Figures & data
Figure 1 Expression of SPINDOC in pan-cancer samples and its effect on prognosis. (A and B) SPINDOC expression was elevated in 18 types of malignant tumors compared with normal tissue. (C) Univariate analysis showed that SPINDOC could be a risk factor for prognosis in LIHC, KIRP and PCPG tumor. (D and E) High expression of SPINDOC can lead to poor prognosis in patients with KIRP and PCPG tumors. *P<0.05;**P<0.01;***P<0.001.
Figure 2 Genetic variation and methylation analysis of SPINDOC. (A) Types and frequency of genetic changes in SPINDOC. (B) Types, sites and proportions of SPINDOC mutations. (C and D) mRNA expression of SPINDOC is associated with mutations, and mutations lead to poor prognosis in patients. (E) Relationship between SPINDOC gene expression and methylation.

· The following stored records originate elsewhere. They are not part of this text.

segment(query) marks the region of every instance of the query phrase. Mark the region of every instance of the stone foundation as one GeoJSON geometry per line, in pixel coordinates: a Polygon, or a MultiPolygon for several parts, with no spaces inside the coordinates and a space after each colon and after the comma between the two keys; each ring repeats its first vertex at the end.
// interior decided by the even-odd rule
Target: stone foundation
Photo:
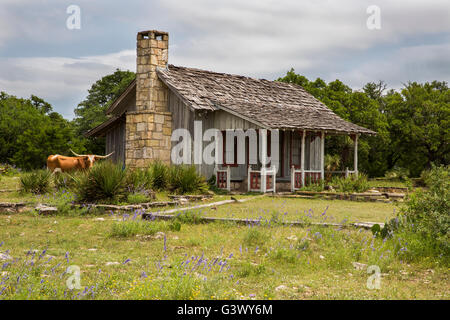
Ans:
{"type": "Polygon", "coordinates": [[[153,160],[170,163],[172,114],[132,112],[126,121],[125,164],[146,167],[153,160]]]}
{"type": "MultiPolygon", "coordinates": [[[[244,181],[231,181],[231,191],[245,193],[248,190],[247,179],[244,181]]],[[[276,192],[290,192],[291,183],[289,181],[277,181],[276,192]]]]}

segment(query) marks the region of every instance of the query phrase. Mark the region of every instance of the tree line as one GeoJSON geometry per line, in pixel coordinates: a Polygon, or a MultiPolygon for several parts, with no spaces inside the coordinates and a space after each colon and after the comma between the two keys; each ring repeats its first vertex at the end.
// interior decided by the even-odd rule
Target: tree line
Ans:
{"type": "MultiPolygon", "coordinates": [[[[448,165],[450,160],[450,90],[446,82],[408,82],[401,90],[383,81],[353,90],[340,80],[326,83],[296,74],[279,81],[301,85],[341,118],[377,132],[359,139],[359,169],[371,177],[403,169],[418,176],[424,169],[448,165]]],[[[326,153],[341,156],[342,167],[353,165],[353,142],[345,136],[326,141],[326,153]]]]}
{"type": "MultiPolygon", "coordinates": [[[[29,99],[0,93],[0,163],[29,170],[45,166],[50,154],[103,154],[104,138],[84,134],[104,122],[105,110],[134,79],[134,73],[117,69],[96,81],[75,108],[75,118],[64,119],[37,96],[29,99]]],[[[401,90],[384,82],[367,83],[353,90],[340,80],[308,80],[291,69],[278,81],[301,85],[345,120],[377,132],[361,136],[359,169],[383,176],[402,168],[418,176],[432,164],[449,164],[450,90],[446,82],[408,82],[401,90]]],[[[330,136],[326,152],[338,155],[341,166],[352,167],[353,142],[330,136]]]]}

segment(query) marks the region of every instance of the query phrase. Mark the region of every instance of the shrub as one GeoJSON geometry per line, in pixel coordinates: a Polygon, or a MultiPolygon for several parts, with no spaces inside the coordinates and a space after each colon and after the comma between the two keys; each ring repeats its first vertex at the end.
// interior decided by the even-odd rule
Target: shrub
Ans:
{"type": "Polygon", "coordinates": [[[205,193],[208,185],[205,178],[197,173],[195,166],[171,166],[169,170],[170,191],[185,193],[205,193]]]}
{"type": "Polygon", "coordinates": [[[450,253],[449,167],[433,167],[425,180],[428,190],[412,193],[402,207],[405,228],[418,233],[445,255],[450,253]]]}
{"type": "Polygon", "coordinates": [[[147,168],[155,190],[166,190],[169,185],[169,167],[161,161],[154,161],[147,168]]]}
{"type": "Polygon", "coordinates": [[[314,191],[321,192],[325,190],[325,182],[323,180],[319,180],[317,182],[313,182],[311,177],[305,177],[305,186],[300,188],[301,191],[314,191]]]}
{"type": "Polygon", "coordinates": [[[358,174],[358,177],[334,177],[331,184],[340,192],[365,192],[370,188],[367,175],[358,174]]]}
{"type": "Polygon", "coordinates": [[[430,169],[425,169],[420,174],[420,177],[417,179],[414,179],[415,185],[418,187],[426,187],[430,183],[430,169]]]}
{"type": "Polygon", "coordinates": [[[126,196],[126,169],[111,161],[97,163],[75,182],[77,200],[115,201],[126,196]]]}
{"type": "Polygon", "coordinates": [[[23,192],[44,194],[50,191],[51,172],[48,170],[35,170],[20,177],[20,189],[23,192]]]}
{"type": "Polygon", "coordinates": [[[15,176],[19,174],[21,171],[20,168],[17,168],[15,165],[11,165],[8,163],[0,163],[0,177],[2,175],[5,176],[15,176]]]}
{"type": "Polygon", "coordinates": [[[407,180],[409,177],[409,170],[401,167],[394,167],[386,172],[384,175],[388,179],[398,179],[401,181],[407,180]]]}

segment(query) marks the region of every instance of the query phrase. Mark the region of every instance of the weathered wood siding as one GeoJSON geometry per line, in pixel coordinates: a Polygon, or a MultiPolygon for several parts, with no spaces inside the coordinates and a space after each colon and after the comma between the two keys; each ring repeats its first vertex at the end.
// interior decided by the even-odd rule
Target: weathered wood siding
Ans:
{"type": "MultiPolygon", "coordinates": [[[[172,112],[172,128],[184,128],[189,131],[192,139],[191,154],[194,155],[194,121],[202,122],[202,137],[208,129],[258,129],[259,127],[247,120],[241,119],[231,113],[223,110],[218,111],[193,111],[186,106],[181,99],[172,91],[169,93],[169,111],[172,112]]],[[[300,166],[301,157],[301,133],[294,131],[280,131],[280,167],[283,162],[284,175],[281,176],[279,170],[278,177],[289,178],[291,164],[300,166]],[[283,138],[281,137],[283,135],[283,138]],[[281,144],[283,142],[283,144],[281,144]],[[281,150],[283,149],[283,152],[281,150]],[[292,152],[292,155],[291,155],[292,152]],[[292,161],[292,162],[291,162],[292,161]]],[[[203,150],[210,141],[203,141],[203,150]]],[[[247,144],[247,143],[246,143],[247,144]]],[[[246,148],[247,150],[247,148],[246,148]]],[[[258,150],[259,155],[259,150],[258,150]]],[[[245,156],[247,159],[247,156],[245,156]]],[[[193,158],[192,158],[193,160],[193,158]]],[[[196,165],[197,170],[207,179],[214,174],[214,165],[199,164],[196,165]]],[[[307,133],[305,139],[305,169],[320,170],[320,136],[315,133],[307,133]]],[[[247,177],[247,164],[231,167],[231,180],[244,180],[247,177]]]]}
{"type": "Polygon", "coordinates": [[[114,162],[125,163],[125,117],[106,133],[106,154],[114,152],[114,162]]]}
{"type": "Polygon", "coordinates": [[[172,112],[172,129],[187,129],[192,136],[195,114],[172,91],[169,91],[169,111],[172,112]]]}

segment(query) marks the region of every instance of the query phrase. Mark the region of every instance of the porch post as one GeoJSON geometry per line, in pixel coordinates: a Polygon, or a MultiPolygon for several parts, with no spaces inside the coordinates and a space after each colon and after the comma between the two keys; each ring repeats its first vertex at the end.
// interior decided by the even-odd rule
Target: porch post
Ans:
{"type": "Polygon", "coordinates": [[[266,167],[261,167],[261,193],[266,193],[267,189],[267,176],[266,176],[266,167]]]}
{"type": "Polygon", "coordinates": [[[295,167],[291,166],[291,192],[295,191],[295,167]]]}
{"type": "Polygon", "coordinates": [[[306,130],[303,130],[302,134],[302,150],[300,152],[300,170],[302,173],[302,187],[305,186],[305,138],[306,138],[306,130]]]}
{"type": "Polygon", "coordinates": [[[247,191],[248,192],[250,192],[250,191],[252,191],[251,190],[251,180],[250,180],[250,178],[251,178],[251,175],[250,175],[250,173],[251,173],[251,166],[250,166],[250,164],[248,164],[247,165],[247,191]]]}
{"type": "Polygon", "coordinates": [[[320,176],[325,180],[325,131],[320,135],[320,176]]]}
{"type": "Polygon", "coordinates": [[[355,152],[353,159],[353,170],[355,171],[355,176],[358,177],[358,137],[359,135],[355,135],[355,152]]]}
{"type": "Polygon", "coordinates": [[[228,192],[231,191],[231,168],[230,168],[230,166],[227,166],[227,190],[228,190],[228,192]]]}

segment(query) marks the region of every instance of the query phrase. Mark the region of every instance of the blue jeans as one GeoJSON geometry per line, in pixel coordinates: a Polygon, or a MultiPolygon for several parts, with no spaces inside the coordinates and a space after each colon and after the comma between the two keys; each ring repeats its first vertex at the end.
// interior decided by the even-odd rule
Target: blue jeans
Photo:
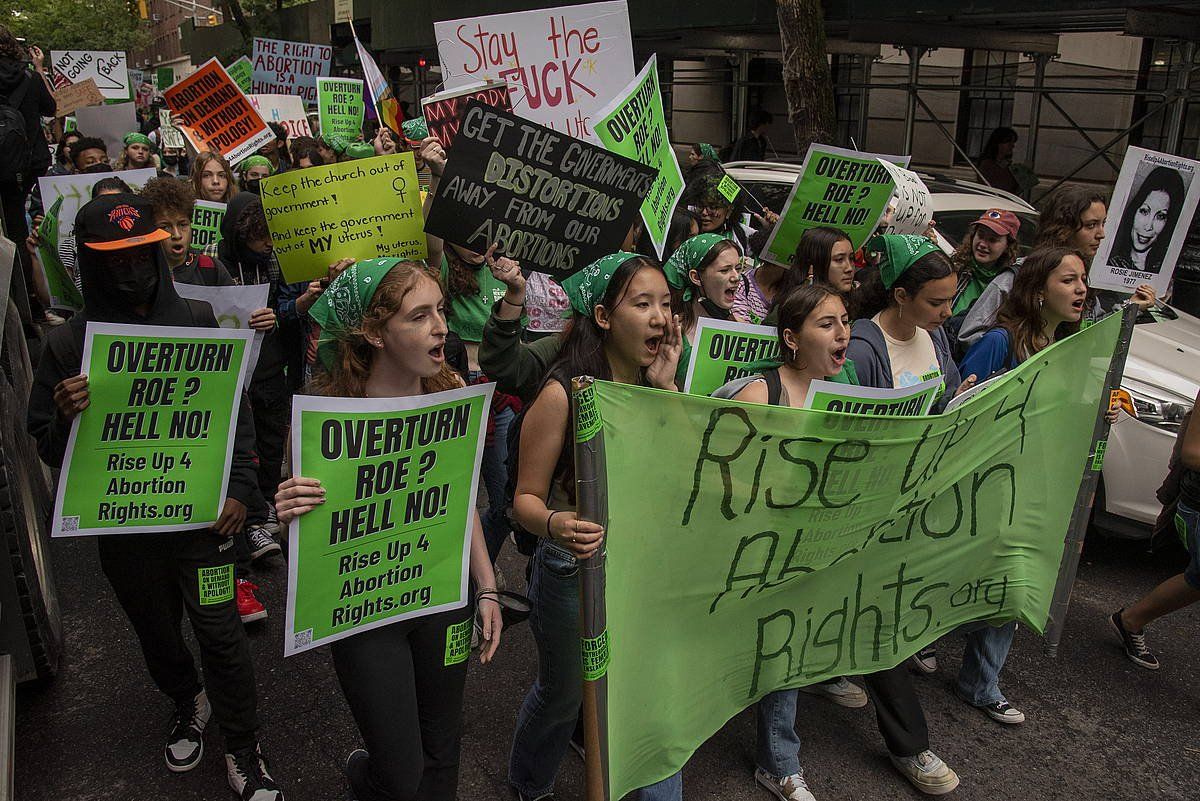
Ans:
{"type": "Polygon", "coordinates": [[[676,772],[637,791],[638,801],[683,801],[683,773],[676,772]]]}
{"type": "Polygon", "coordinates": [[[961,631],[967,635],[967,647],[958,669],[958,694],[974,706],[1006,700],[1000,692],[1000,671],[1008,659],[1017,622],[1009,621],[1003,626],[985,623],[978,628],[968,624],[961,631]]]}
{"type": "Polygon", "coordinates": [[[483,449],[483,465],[480,473],[483,486],[487,487],[488,508],[480,518],[483,524],[483,539],[487,543],[488,556],[492,562],[500,555],[504,539],[510,531],[508,510],[505,509],[505,492],[508,484],[508,429],[517,413],[503,409],[492,415],[494,436],[492,444],[483,449]]]}
{"type": "Polygon", "coordinates": [[[1175,531],[1188,552],[1183,580],[1192,589],[1200,590],[1200,512],[1180,501],[1175,507],[1175,531]]]}
{"type": "Polygon", "coordinates": [[[778,690],[754,705],[758,722],[755,761],[776,779],[800,772],[800,736],[796,734],[799,695],[799,690],[778,690]]]}

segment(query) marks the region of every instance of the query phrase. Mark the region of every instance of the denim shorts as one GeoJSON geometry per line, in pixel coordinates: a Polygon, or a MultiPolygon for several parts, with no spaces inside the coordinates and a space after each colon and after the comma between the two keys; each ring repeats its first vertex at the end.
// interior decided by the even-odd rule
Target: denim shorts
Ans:
{"type": "Polygon", "coordinates": [[[1175,531],[1188,551],[1183,579],[1188,586],[1200,590],[1200,512],[1180,501],[1175,511],[1175,531]]]}

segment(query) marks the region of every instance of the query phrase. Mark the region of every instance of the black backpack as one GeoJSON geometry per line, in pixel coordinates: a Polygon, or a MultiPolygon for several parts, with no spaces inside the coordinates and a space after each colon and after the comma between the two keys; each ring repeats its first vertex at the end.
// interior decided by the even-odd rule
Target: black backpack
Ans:
{"type": "Polygon", "coordinates": [[[25,190],[32,178],[30,144],[21,104],[29,93],[30,77],[7,98],[0,99],[0,186],[25,190]]]}
{"type": "MultiPolygon", "coordinates": [[[[537,549],[538,537],[536,534],[531,534],[526,531],[524,526],[517,522],[516,515],[513,514],[513,499],[517,497],[517,471],[521,465],[521,424],[525,422],[525,412],[529,409],[526,406],[517,415],[516,419],[508,425],[508,457],[504,460],[505,480],[504,480],[504,515],[508,518],[508,526],[512,529],[513,542],[517,545],[517,551],[525,556],[533,556],[534,550],[537,549]]],[[[491,500],[488,500],[491,503],[491,500]]]]}

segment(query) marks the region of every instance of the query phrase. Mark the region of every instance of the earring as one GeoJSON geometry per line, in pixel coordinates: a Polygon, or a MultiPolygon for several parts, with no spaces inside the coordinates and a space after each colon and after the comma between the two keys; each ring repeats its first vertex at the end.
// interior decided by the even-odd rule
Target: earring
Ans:
{"type": "Polygon", "coordinates": [[[796,361],[796,349],[792,348],[792,361],[796,361]]]}
{"type": "Polygon", "coordinates": [[[1043,307],[1043,306],[1045,306],[1045,305],[1046,305],[1046,299],[1045,299],[1045,298],[1038,298],[1038,308],[1040,309],[1040,308],[1042,308],[1042,307],[1043,307]]]}
{"type": "Polygon", "coordinates": [[[897,304],[896,308],[899,309],[899,319],[903,320],[904,319],[904,306],[897,304]]]}

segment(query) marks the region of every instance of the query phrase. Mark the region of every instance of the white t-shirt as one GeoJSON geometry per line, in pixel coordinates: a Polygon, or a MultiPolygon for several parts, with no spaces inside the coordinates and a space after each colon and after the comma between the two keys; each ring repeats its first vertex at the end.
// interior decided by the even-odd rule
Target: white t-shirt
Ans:
{"type": "Polygon", "coordinates": [[[937,352],[933,349],[933,337],[924,328],[907,340],[894,339],[879,323],[879,315],[871,318],[879,326],[883,341],[887,343],[888,358],[892,360],[892,385],[911,387],[926,380],[930,373],[941,372],[937,352]]]}

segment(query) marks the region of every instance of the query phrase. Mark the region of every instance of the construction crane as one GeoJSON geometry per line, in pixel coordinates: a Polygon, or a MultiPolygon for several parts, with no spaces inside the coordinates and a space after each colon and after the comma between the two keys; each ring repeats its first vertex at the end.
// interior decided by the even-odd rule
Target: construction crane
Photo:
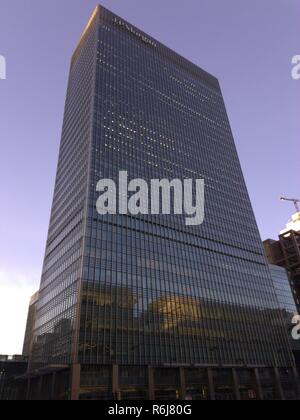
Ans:
{"type": "Polygon", "coordinates": [[[291,201],[292,203],[294,203],[295,209],[297,211],[297,213],[300,212],[300,200],[298,200],[297,198],[285,198],[285,197],[281,197],[280,198],[281,201],[291,201]]]}

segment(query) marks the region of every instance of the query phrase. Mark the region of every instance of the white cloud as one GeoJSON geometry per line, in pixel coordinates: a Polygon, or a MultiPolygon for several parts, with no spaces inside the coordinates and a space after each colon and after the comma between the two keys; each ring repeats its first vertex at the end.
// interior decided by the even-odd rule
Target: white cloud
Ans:
{"type": "Polygon", "coordinates": [[[22,352],[29,300],[38,284],[37,273],[0,267],[0,354],[22,352]]]}

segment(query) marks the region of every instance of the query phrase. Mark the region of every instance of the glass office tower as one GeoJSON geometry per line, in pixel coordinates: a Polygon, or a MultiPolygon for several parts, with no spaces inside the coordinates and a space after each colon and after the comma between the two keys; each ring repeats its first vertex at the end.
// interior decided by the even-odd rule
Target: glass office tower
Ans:
{"type": "Polygon", "coordinates": [[[71,399],[283,398],[294,371],[218,80],[101,6],[72,57],[33,342],[29,398],[38,381],[71,399]],[[204,223],[100,216],[97,182],[120,171],[204,178],[204,223]]]}
{"type": "Polygon", "coordinates": [[[284,312],[284,319],[288,320],[291,328],[291,320],[298,312],[295,303],[296,296],[293,294],[289,275],[284,267],[274,264],[269,264],[269,267],[280,308],[284,312]]]}

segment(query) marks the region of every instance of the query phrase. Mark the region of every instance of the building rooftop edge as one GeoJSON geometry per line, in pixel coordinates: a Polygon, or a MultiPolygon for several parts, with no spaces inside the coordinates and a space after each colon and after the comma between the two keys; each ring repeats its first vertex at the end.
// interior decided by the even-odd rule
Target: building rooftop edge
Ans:
{"type": "MultiPolygon", "coordinates": [[[[149,40],[151,40],[151,42],[155,43],[157,46],[159,46],[162,50],[166,50],[168,52],[171,52],[172,54],[174,54],[175,56],[177,56],[179,59],[184,60],[187,64],[189,64],[190,66],[192,66],[195,70],[199,71],[199,73],[201,74],[204,73],[207,77],[211,78],[211,81],[213,82],[213,85],[215,88],[220,88],[220,83],[219,83],[219,79],[213,75],[212,73],[208,72],[207,70],[203,69],[202,67],[200,67],[199,65],[193,63],[191,60],[189,60],[188,58],[182,56],[181,54],[179,54],[178,52],[176,52],[175,50],[173,50],[172,48],[168,47],[167,45],[163,44],[161,41],[157,40],[156,38],[152,37],[151,35],[147,34],[146,32],[144,32],[142,29],[138,28],[137,26],[133,25],[132,23],[128,22],[127,20],[125,20],[124,18],[122,18],[121,16],[117,15],[116,13],[112,12],[111,10],[107,9],[106,7],[102,6],[101,4],[98,4],[90,19],[88,24],[86,25],[80,40],[72,54],[72,59],[73,56],[75,55],[78,47],[80,46],[80,43],[84,37],[84,35],[86,34],[86,32],[88,31],[88,29],[90,28],[90,26],[92,25],[92,22],[94,20],[94,18],[96,17],[96,15],[101,11],[101,10],[105,10],[107,13],[109,13],[110,15],[112,15],[113,17],[116,17],[117,19],[120,19],[121,21],[123,21],[125,24],[130,25],[135,31],[138,31],[141,35],[147,37],[149,40]]],[[[199,74],[199,76],[200,76],[199,74]]]]}

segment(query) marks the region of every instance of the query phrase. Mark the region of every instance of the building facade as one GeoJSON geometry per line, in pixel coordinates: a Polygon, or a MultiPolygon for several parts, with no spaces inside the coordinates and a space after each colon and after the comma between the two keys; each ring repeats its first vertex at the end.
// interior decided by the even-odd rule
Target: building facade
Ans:
{"type": "Polygon", "coordinates": [[[264,248],[270,264],[284,267],[290,280],[290,286],[300,312],[300,213],[292,216],[280,232],[278,240],[267,239],[264,248]]]}
{"type": "Polygon", "coordinates": [[[291,320],[296,315],[297,307],[295,303],[295,297],[291,290],[289,276],[284,267],[270,264],[271,276],[274,282],[275,291],[278,297],[280,309],[284,311],[284,318],[291,320]]]}
{"type": "Polygon", "coordinates": [[[218,80],[99,6],[71,61],[27,398],[290,398],[282,380],[297,398],[218,80]],[[204,179],[204,223],[100,216],[120,171],[204,179]]]}
{"type": "Polygon", "coordinates": [[[300,232],[300,212],[292,215],[291,220],[286,224],[286,227],[280,232],[280,235],[284,235],[290,231],[300,232]]]}
{"type": "Polygon", "coordinates": [[[293,281],[290,279],[290,275],[284,267],[270,264],[270,271],[296,361],[297,370],[300,372],[300,339],[293,338],[295,317],[299,314],[296,304],[296,291],[293,288],[293,281]]]}
{"type": "Polygon", "coordinates": [[[39,293],[36,292],[30,299],[29,302],[29,309],[27,315],[27,323],[26,323],[26,330],[24,336],[24,344],[23,344],[23,351],[22,354],[24,357],[29,357],[32,345],[33,345],[33,335],[34,335],[34,328],[35,328],[35,320],[36,320],[36,308],[39,299],[39,293]]]}

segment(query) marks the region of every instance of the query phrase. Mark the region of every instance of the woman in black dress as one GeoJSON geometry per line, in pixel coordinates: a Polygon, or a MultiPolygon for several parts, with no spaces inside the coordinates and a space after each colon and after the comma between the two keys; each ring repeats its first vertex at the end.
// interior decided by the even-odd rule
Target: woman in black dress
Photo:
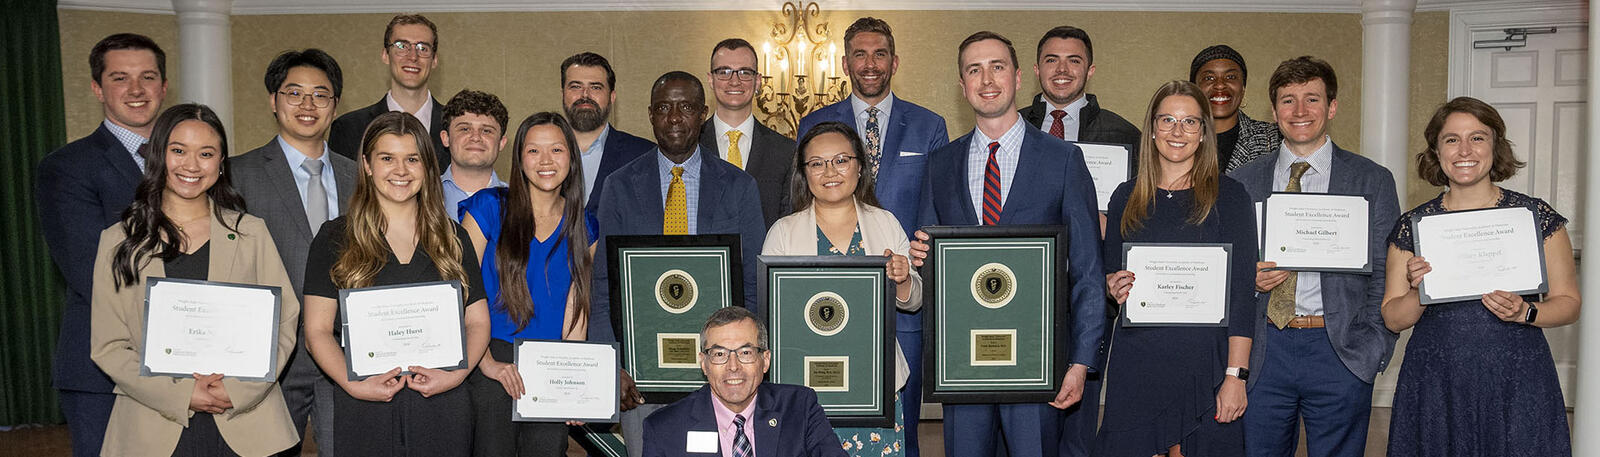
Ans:
{"type": "Polygon", "coordinates": [[[1205,95],[1187,81],[1156,90],[1145,117],[1138,174],[1111,195],[1106,292],[1128,298],[1136,278],[1122,243],[1231,243],[1226,327],[1112,330],[1106,406],[1095,455],[1237,456],[1244,453],[1244,380],[1255,332],[1255,219],[1244,185],[1217,170],[1205,95]]]}
{"type": "Polygon", "coordinates": [[[1471,97],[1434,112],[1417,173],[1448,189],[1400,216],[1389,236],[1383,321],[1412,328],[1394,392],[1390,456],[1572,455],[1566,405],[1544,328],[1578,320],[1582,298],[1567,219],[1549,203],[1494,183],[1523,166],[1494,107],[1471,97]],[[1550,291],[1543,297],[1497,290],[1471,300],[1422,306],[1417,285],[1432,271],[1414,255],[1411,223],[1429,214],[1526,207],[1544,244],[1550,291]]]}
{"type": "Polygon", "coordinates": [[[384,113],[361,140],[362,179],[345,215],[322,225],[306,259],[306,348],[341,389],[334,433],[341,454],[466,456],[472,400],[457,389],[489,344],[489,311],[472,242],[445,215],[432,141],[410,114],[384,113]],[[460,281],[467,366],[395,367],[348,379],[334,334],[339,290],[460,281]],[[414,374],[401,376],[404,369],[414,374]]]}

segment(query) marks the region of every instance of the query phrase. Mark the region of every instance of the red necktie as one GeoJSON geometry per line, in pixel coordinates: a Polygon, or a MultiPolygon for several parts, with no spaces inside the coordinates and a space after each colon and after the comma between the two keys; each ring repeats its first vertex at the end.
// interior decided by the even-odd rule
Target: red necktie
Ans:
{"type": "Polygon", "coordinates": [[[983,225],[1000,224],[1000,162],[994,157],[999,151],[999,141],[989,143],[989,165],[983,172],[983,225]]]}
{"type": "Polygon", "coordinates": [[[1067,112],[1062,110],[1051,111],[1050,117],[1056,118],[1055,122],[1050,123],[1050,136],[1063,140],[1067,139],[1067,124],[1061,122],[1061,118],[1067,117],[1067,112]]]}

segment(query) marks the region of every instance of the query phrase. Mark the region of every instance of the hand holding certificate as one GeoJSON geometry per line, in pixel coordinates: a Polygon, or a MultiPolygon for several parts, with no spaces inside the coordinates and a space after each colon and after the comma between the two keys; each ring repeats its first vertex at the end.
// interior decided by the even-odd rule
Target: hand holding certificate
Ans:
{"type": "Polygon", "coordinates": [[[1228,324],[1226,244],[1123,243],[1123,268],[1133,288],[1123,326],[1228,324]]]}
{"type": "Polygon", "coordinates": [[[141,375],[277,379],[280,289],[170,278],[145,287],[141,375]]]}
{"type": "Polygon", "coordinates": [[[1273,193],[1260,215],[1261,260],[1292,271],[1371,272],[1367,206],[1359,195],[1273,193]]]}
{"type": "MultiPolygon", "coordinates": [[[[454,281],[343,289],[345,364],[350,380],[395,367],[466,368],[461,285],[454,281]]],[[[406,372],[409,373],[409,372],[406,372]]]]}
{"type": "Polygon", "coordinates": [[[1083,150],[1083,163],[1094,179],[1095,202],[1100,212],[1111,203],[1117,186],[1133,178],[1133,152],[1125,144],[1074,143],[1083,150]]]}
{"type": "Polygon", "coordinates": [[[1416,254],[1433,271],[1418,287],[1424,305],[1475,299],[1504,290],[1549,290],[1538,224],[1524,207],[1456,211],[1413,222],[1416,254]]]}
{"type": "Polygon", "coordinates": [[[525,390],[511,420],[617,421],[615,344],[519,340],[516,364],[525,390]]]}

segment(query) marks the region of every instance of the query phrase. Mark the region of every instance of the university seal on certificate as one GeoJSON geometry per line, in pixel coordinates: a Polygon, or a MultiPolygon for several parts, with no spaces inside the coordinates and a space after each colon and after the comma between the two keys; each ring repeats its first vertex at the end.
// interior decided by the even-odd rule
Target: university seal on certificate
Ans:
{"type": "Polygon", "coordinates": [[[672,314],[683,314],[694,307],[699,294],[694,277],[683,270],[667,270],[656,279],[656,303],[672,314]]]}
{"type": "Polygon", "coordinates": [[[985,308],[1005,306],[1016,294],[1017,275],[1004,264],[984,264],[972,274],[972,298],[985,308]]]}
{"type": "Polygon", "coordinates": [[[806,302],[806,326],[822,336],[833,336],[850,322],[850,307],[844,297],[833,292],[818,292],[806,302]]]}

Figure 3 The gene expression level of SPINDOC in HCC and its potential effects on the clinical outcome of patients. (A) Patients with high SPINDOC expression displayed a poor prognosis; (B) SPINDOC was highly expressed in HCC patients younger than 60 years old; (C) The expression of SPINDOC increased with the clinical stage, (D) histological grade and (E) T stage of HCC. (F–I) GSEA analysis to identify the various cancer-related pathways where SPINDOC was enriched. (F) tumor-related pathways, (G) WNT signaling cascade, (H) adhesion junction, (I) cell cycle.
Table 1 Univariate and Multivariate Analysis of the Clinical Characteristics of HCC Patients and the Possible Correlation Between SPINDOC Gene Expression and Patient’s Survival Status
Figure 4 mRNA and protein expressions of SPINDOC in HCC cells. The proliferation and apoptosis ability of HCC cells after SPINDOC gene was knockdown. (A and B) mRNA and protein expressions of SPINDOC was markedly up-regulated in HCC cells; (C and F) Knockdown of SPINDOC gene can significantly attenuate colony forming ability of HCC cells; (D–E) Knockdown of SPINDOC can promote apoptosis of HCC cells. (G). Knockout of SPINDOC gene significantly reduced the survival rate of HCC cells at 48h and 72h respectively. **P<0.01.
Figure 5 SPINDOC can promote the migration as well as invasion of HCC cells and can activate the Wnt/β-catenin signaling pathway. (A and B) Knocking down the expression of SPINDOC gene can inhibit the wound healing; (C–F) reduce the invasion and migration ability of HCC cells; (G) The expression of SPIN1, Wnt1, ß-catenin and cyclin D1 in HCC cells after SPINDOC gene knockdown decreased, but the expression of AXIN2 was found to be increased. **P<0.01.
Figure 6 Knockdown of SPINDOC inhibited HCC growth and Wnt/β-catenin signaling pathway in nude mice. (A and B) Subcutaneous tumor growth was observed in both the control group and SPINDOC knockout group. (C) The growth of subcutaneous tumor in the nude mice after SPINDOC knockout was significantly smaller than that in the control group after 29 days (*P<0.05;**P<0.01;***P<0.001). (D–I) Immunohistochemical staining showed that protein expression levels of SPINDOC. (D and J) SPINDOC, (E and K) SPIN1, (F and L) Wnt1, (G and M) β-catenin, (H and N) cyclin D1 in SPINDOC-knockout group were lower than those in the control group, while the protein expression levels of AXIN2 (I and O) were higher than those in control group.**P<0.01.